Overall type processing pipeline. Screenshot from SPNHC 2024 Presenation by David Yuan.
Results / Impact
- ~11,000 type specimens completed (~50% of 19k target); remaining types in active progress.
- Sustained throughput with small teams: Typical half-day sessions produce multiple fully stacked/stiched views per specimen; fragile or tiny subjects are accommodated with tailored runs.
- Research access without loans: Taxonomists request specific diagnostic views (e.g wings, head) to compare other specimens against the Type specimen – fewer shipments, less risk.
- Preservation & provenance: Publication-grade imagery of name-bearing specimens safeguards visual information prior to sub-sampling (e.g., DNA), and supports downstream biosecurity work.
-
Growing visibility & demand: In a new, glass-walled facility, digitization is more discoverable; requests are rising as the collection goes online.

Examples of final images from a variety of type specimens. Screenshot from SPNHC 2024 Presenation by David Yuan.
What Changed vs. Before
- Feasible precision at scale: Combining stacking + stitching makes previously impractical views routine.
- Specimen-safe productivity: Repeatable lighting, motion control, and standardized views reduce handling while meeting research needs.
- User-friendly operation: Visiting scientists and internal users can be trained quickly and still obtain publication-quality results.
Customer Quotes
“Without GIGAmacro, we wouldn’t have progressed the Type Project to this level—processing 10,000+ types in just a couple of years wouldn’t be realistic.”
“The stitching really sets it apart for large insects, while stacking gives us the fine diagnostic detail.”

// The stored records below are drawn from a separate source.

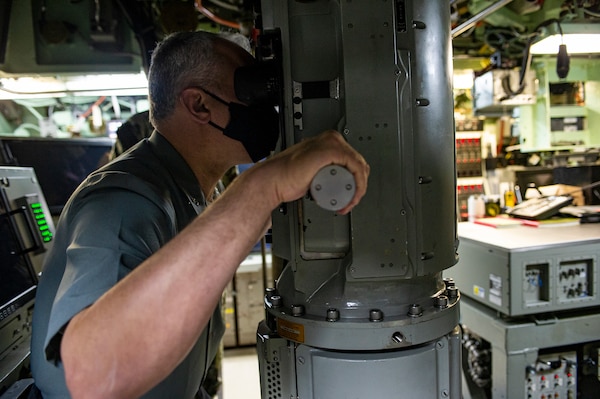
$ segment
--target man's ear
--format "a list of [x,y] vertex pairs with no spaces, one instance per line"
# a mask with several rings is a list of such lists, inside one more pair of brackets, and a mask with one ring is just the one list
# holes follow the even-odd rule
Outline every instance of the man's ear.
[[210,110],[206,107],[207,94],[197,87],[188,87],[181,92],[180,101],[184,108],[199,123],[210,122]]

“It’s user friendly—people can learn it quickly and get great results.”
Additional Information and Resources
CSIRO, National Research Collections of Australia
GIGAmacro’s Role
GIGAmacro is honored to support CSIRO’s ambitious effort to image Australia’s name-bearing insects. The team at CSIRO has done fantastic work with the system and it is incredible to see the amount of throughput of images of the type specimens. We look forward to much more collaborative work in the future with CSIRO.